Simón no reconocía al hombre que le atenazaba el brazo con una mano de hierro.
—¡Yo no he sido,
massa
! —se defendió con voz suplicante—. ¡He estado todo el tiempo con usted abajo!
Dos puertas se abrieron y Antón y Santiago se asomaron. Rápidamente liberaron a Simón entre palabras que Kilian no escuchaba porque su mente estaba concentrada recorriendo con la mirada al grupo que aún permanecía junto a las hogueras. En su cabeza se sucedían discontinuas imágenes de cuerpos desnudos moviéndose al ritmo del sonido de los tambores, risas inconexas y sonrisas torcidas, sangre y más sangre, un elefante desplomándose en su agonía, ratas sin cabeza, serpientes resbaladizas, golpes de machetes, Mosi, Ekon, Nelson…
Concentró su mirada en Simón.
—¿Has visto a alguien merodeando por aquí?
—No,
massa
…, bueno, sí,
massa
. —El muchacho se mordió el labio inferior con fuerza.
—¿En qué quedamos? —gritó Kilian con impaciencia, indicando con un gesto a Antón y a Santiago que no intervinieran.
—Cuando he venido a por los vasos, he visto que Umaru bajaba las escaleras.
«Umaru…»
—¡Limpia la habitación! —le ordenó—. ¡Ya!
Kilian voló sobre los peldaños, cruzó el patio a grandes zancadas y mostró la cabeza ensartada en el machete a los que seguían junto a las brasas del fuego. Las luces de los quinqués de petróleo proyectaron una grotesca sombra sobre el suelo. Jacobo, Marcial y Mateo se levantaron de un salto, sobresaltados por el aspecto ensangrentado y descontrolado de Kilian.
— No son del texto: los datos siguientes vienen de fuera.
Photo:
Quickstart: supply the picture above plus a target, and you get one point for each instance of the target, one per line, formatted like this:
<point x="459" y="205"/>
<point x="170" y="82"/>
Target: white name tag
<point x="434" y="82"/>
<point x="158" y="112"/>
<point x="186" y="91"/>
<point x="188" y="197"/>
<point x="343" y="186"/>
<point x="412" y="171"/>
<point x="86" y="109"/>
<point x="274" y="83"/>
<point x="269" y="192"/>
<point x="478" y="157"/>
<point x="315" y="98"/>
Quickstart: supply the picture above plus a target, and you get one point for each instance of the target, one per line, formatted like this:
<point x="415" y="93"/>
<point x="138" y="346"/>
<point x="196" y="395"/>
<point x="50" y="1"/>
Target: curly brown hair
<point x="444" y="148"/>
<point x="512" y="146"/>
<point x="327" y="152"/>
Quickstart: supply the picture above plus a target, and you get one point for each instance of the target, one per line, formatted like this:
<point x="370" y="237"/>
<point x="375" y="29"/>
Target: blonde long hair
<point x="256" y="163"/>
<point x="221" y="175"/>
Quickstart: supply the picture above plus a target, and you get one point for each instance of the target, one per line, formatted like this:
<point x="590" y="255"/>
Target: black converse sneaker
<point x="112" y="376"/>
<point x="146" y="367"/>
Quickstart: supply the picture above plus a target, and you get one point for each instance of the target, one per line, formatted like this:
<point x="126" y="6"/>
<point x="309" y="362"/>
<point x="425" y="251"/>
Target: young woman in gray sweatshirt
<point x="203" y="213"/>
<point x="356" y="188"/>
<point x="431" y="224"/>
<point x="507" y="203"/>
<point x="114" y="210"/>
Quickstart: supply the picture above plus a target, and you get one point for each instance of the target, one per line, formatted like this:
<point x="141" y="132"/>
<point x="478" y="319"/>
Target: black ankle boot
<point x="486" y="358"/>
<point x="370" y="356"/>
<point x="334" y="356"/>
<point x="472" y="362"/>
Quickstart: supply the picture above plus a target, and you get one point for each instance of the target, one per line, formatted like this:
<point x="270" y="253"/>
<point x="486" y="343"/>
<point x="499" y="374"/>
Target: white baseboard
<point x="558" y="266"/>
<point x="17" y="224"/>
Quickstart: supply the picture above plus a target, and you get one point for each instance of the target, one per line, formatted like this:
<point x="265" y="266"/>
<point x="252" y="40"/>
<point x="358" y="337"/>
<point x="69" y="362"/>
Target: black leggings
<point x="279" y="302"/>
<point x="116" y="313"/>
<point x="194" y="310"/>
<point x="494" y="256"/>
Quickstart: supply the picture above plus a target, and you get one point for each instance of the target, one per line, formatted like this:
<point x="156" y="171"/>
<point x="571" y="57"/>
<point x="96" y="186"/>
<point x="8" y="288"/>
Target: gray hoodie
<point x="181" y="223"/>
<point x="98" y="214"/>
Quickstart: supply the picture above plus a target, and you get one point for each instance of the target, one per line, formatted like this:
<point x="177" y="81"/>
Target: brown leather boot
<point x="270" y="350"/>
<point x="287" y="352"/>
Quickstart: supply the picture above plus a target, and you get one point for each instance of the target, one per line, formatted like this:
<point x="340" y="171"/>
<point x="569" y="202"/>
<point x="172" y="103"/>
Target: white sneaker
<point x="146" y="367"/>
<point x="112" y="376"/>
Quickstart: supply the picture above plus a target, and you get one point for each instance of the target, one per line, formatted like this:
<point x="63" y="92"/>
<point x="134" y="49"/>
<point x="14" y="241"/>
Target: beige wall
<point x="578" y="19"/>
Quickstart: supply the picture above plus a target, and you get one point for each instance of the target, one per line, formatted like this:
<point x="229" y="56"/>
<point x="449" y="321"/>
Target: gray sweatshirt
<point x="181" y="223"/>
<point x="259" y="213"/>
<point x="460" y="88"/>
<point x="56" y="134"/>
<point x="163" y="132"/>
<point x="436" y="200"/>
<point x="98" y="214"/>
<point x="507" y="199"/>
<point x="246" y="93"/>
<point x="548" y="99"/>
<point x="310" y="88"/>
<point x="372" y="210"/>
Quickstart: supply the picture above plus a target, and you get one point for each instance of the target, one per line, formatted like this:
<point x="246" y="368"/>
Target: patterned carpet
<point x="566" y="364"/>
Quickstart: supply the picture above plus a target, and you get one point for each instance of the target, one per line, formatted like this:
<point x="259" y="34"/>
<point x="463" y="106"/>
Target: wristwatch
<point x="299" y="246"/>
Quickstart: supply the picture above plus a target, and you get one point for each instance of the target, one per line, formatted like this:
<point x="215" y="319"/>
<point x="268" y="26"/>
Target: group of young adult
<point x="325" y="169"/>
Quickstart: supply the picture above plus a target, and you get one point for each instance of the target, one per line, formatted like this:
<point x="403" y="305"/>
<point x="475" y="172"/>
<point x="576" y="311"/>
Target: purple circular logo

—Que no se mueva de aquí —señaló con un gesto a Gregorio—. ¡Y tú, Nelson! ¿Dónde está Umaru?
—No lo sé,
massa
. —El capataz mostró las claras palmas de las manos—. Hace rato que no lo veo.
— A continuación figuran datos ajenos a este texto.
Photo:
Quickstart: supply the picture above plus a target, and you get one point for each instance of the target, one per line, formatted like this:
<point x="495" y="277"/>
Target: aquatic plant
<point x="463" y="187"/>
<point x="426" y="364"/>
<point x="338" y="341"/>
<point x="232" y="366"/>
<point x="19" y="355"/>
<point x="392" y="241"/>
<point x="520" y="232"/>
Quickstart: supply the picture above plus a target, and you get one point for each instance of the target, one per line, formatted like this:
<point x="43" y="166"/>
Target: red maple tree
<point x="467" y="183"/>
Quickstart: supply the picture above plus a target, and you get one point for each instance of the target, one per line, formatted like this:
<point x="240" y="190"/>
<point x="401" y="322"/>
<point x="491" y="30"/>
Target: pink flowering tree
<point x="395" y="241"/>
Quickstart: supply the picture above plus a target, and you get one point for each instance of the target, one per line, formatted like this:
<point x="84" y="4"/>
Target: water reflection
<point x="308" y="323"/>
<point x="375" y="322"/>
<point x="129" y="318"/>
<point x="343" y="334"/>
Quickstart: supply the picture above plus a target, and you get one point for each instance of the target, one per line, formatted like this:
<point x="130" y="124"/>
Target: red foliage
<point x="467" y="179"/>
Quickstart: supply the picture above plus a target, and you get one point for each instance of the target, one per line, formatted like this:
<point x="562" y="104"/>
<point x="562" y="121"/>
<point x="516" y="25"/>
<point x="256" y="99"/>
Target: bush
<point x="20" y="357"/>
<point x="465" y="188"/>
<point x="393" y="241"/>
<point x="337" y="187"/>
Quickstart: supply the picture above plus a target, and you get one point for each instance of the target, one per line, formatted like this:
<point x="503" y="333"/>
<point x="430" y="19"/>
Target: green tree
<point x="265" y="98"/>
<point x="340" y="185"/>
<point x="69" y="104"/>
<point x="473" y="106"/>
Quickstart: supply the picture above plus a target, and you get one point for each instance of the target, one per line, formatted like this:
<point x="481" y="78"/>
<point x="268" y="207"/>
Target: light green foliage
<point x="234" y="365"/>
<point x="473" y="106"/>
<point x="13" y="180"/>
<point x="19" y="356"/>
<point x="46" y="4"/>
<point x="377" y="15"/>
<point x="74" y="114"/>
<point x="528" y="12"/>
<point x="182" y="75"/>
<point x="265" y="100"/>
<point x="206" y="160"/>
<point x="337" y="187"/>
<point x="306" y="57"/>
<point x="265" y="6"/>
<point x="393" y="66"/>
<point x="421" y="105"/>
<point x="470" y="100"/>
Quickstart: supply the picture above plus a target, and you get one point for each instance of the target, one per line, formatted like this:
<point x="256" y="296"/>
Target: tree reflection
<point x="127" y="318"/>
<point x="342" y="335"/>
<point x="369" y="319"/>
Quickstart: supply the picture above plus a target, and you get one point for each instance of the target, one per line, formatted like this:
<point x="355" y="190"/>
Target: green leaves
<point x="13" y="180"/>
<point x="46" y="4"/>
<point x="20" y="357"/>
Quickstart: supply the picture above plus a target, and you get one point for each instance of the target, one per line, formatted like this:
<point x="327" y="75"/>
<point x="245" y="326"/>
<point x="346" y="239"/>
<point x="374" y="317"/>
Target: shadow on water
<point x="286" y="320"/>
—¡Búscalo y tráelo! ¿Me oyes?
Tell him make him come
! ¡Tráelo, maldita sea! ¡Y trae también tu vara!
Se hizo un silencio sepulcral. Las mujeres cogieron a los niños y se retiraron sigilosamente. Jacobo y los demás intercambiaron miradas de extrañeza. Antón, Santiago y José llegaron hasta ellos.
Al poco, apareció Nelson sujetando del brazo a Umaru. Lo situó ante Kilian.
—¿Quién te ha ordenado que pusieras esto —le acercó la cabeza de la serpiente a la cara— en mi habitación? ¿Eh? ¿Quién te ha pagado?
A Umaru comenzaron a castañetearle los dientes. Adoptó una actitud de sumisión absoluta y repitió varias veces las mismas palabras, que Nelson tradujo:
—Dice que él no sabe nada, que ha estado todo el rato bailando en la fiesta.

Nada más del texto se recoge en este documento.